The United States federal government, on behalf of the Environmental Protection Agency (EPA), has filed a lawsuit against Walnutdale Family Farm and farm operator Kevin Lettinga, alleging numerous violations of the Clean Water Act. The allegations arose from the violation of its National Pollutant Discharge Elimination System permits; the complaint estimated that 120,000 gallons of manure and wastewater were discharged into a nearby body of water in one day.
This was not the first time the farm had faced litigation from the EPA. The EPA and environmental advocacy group the Sierra Club both sued the farm’s corporate predecessor, as well as Lettinga, in 2002. The farm was subjected to a consent decree as a result of that lawsuit in 2004; the complaint noted that the violations it described were also violations of the consent decree.
This complaint, filed May 7 in the Western District of Michigan, alleged that the farm failed to meet its permit requirements for the discharge fo pollutants. The government explained that “The 2010 Permit authorizes a discharge only where certain conditions are met and where the discharge does not cause or contribute to an exceedance of Michigan’s Water Quality Standards.”

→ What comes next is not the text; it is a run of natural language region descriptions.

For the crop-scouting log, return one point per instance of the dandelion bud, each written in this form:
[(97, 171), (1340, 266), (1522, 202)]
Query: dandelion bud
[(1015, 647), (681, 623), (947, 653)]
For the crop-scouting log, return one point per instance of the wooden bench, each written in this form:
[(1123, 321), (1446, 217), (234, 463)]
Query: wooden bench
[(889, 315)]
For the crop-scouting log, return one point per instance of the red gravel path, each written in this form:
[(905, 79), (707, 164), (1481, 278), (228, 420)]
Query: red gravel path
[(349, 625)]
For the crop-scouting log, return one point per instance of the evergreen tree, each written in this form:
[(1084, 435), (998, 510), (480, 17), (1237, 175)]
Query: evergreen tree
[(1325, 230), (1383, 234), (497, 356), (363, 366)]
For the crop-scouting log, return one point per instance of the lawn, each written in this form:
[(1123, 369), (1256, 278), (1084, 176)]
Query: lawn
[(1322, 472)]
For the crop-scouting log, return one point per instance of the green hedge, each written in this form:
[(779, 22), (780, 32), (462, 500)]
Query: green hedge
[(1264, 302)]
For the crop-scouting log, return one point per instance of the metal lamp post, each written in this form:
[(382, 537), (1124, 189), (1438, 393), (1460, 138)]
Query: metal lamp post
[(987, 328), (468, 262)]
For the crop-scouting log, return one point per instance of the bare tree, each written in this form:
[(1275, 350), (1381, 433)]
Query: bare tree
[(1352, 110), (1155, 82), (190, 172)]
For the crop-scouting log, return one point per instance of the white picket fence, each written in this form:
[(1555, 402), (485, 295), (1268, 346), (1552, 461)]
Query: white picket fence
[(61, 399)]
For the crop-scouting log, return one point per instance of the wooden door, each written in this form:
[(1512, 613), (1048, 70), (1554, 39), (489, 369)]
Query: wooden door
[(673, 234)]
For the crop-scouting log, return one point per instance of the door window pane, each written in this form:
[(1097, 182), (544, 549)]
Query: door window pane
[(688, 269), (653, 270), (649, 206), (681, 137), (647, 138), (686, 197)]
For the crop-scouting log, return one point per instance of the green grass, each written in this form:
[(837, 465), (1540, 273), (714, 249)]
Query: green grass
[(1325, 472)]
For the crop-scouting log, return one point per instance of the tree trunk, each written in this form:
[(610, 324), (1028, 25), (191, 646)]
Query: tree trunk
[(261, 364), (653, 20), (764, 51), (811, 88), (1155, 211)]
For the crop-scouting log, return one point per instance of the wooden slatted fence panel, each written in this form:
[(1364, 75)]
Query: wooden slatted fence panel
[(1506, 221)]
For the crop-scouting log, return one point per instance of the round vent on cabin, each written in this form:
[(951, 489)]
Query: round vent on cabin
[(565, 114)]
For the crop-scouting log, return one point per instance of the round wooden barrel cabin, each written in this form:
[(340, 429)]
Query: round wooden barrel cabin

Walnutdale Farms is classified as a Concentrated Animal Feeding Operation (CAFO). During an inspection carried out on April 8, 2013, EPA officials noted that wastewater from the feeding operation was discharged into the Red Run Drain. The Michigan Department of Environmental Quality received a complaint just ten days later; their inspection showed the same results. The state agency issued a violation notice a few months later. In 2017, the EPA again attempted to inspect the farm but were denied entry. The inspection was successfully carried out a month later.
Among other violations, the government alleged violation of the permits, failure to report discharge and emergency volume levels in waste storage, failure to maintain depth gauges, and failure to inspect and maintain waste storage structures.